4. It is also my duty as a police officer to inform you that you have no right to speak with an attorney or anyone else before deciding whether to submit to testing and any request to speak with an attorney or anyone else after being provided these warnings or remaining silent when asked to submit to chemical testing will constitute a refusal, resulting in the suspension of your operating privilege and other enhanced criminal sanctions if you are convicted of violating Section 3802(a) of the Vehicle Code.

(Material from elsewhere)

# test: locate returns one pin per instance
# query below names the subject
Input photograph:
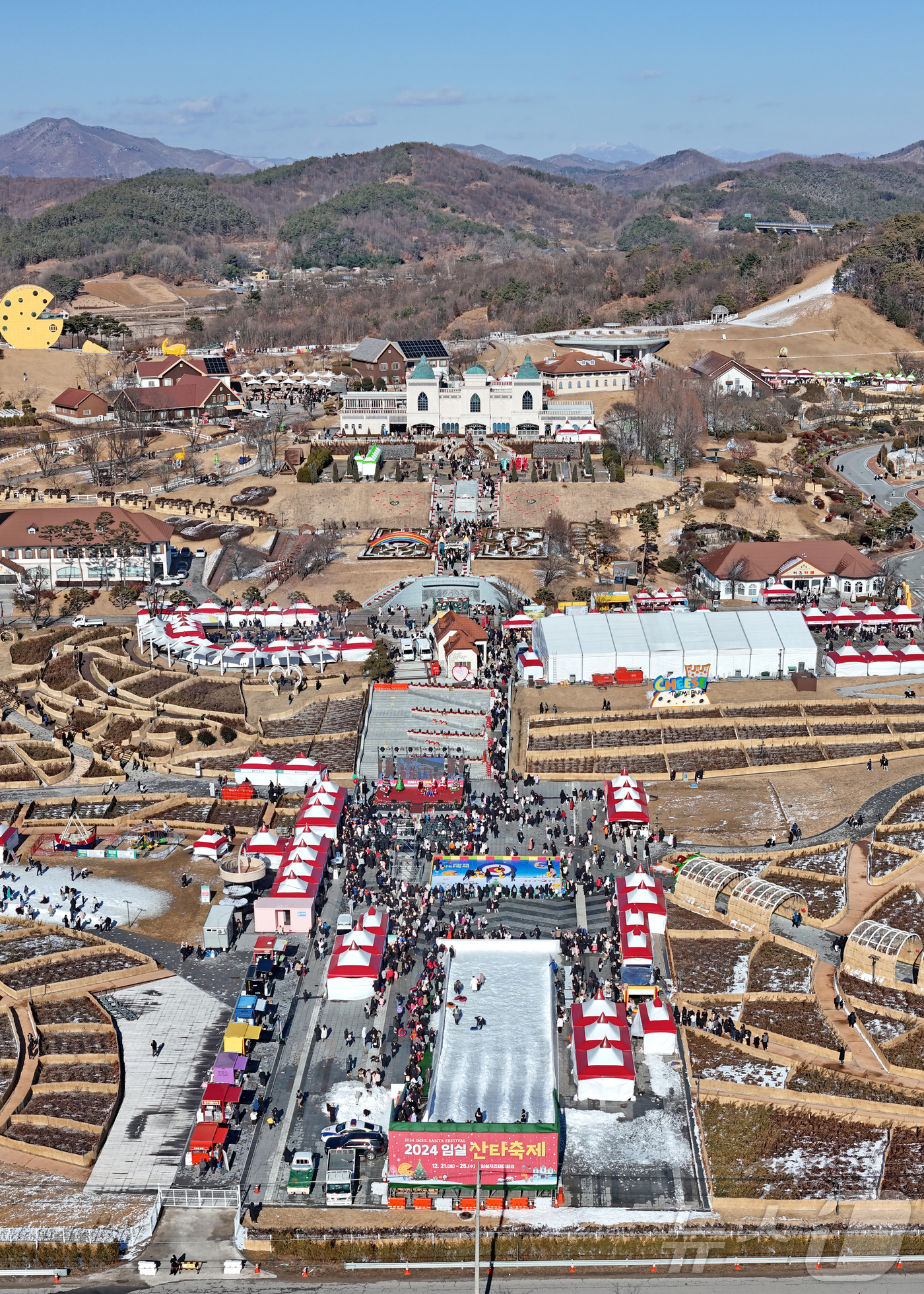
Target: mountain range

. Although we recognize that Rutile pre-dates the current amended DUI law, section 1547(e) remains virtually unchanged. The only difference in the current section is the substitution of the amended section number "3802” for the previous section number "3731.” The previous section reads, in pertinent part, as follows:
(e) refusal admissible in evidence. — in any summary proceeding or criminal proceeding in which the defendant is charged with a violation of section 3731 or any other violation of this title arising out of the same action, the fact that the defendant refused to submit to chemical testing as required by subsection (a) may be introduced in evidence along with other testimony concerning the circumstances of the refusal. No presumptions shall arise from this evidence *1091but it may be considered along with other factors concerning the charge.
Ruttle, 565 A.2d at 479.
. Even if subsection 1547(e) were conditioned upon the receipt of sufficient warnings, Appel-lees' argument would fail. Based upon our Supreme Court’s decision in Weaver that the warnings on Form DL-26 are sufficient to give a defendant an easily understandable warning that if he refuses a chemical test and is convicted of DUI, he will be subject to severe penalties because of his refusal, we find Appellees’ refusal was knowingly and intelligently given. Weaver, at 195-98, 912 A.2d at 264-65.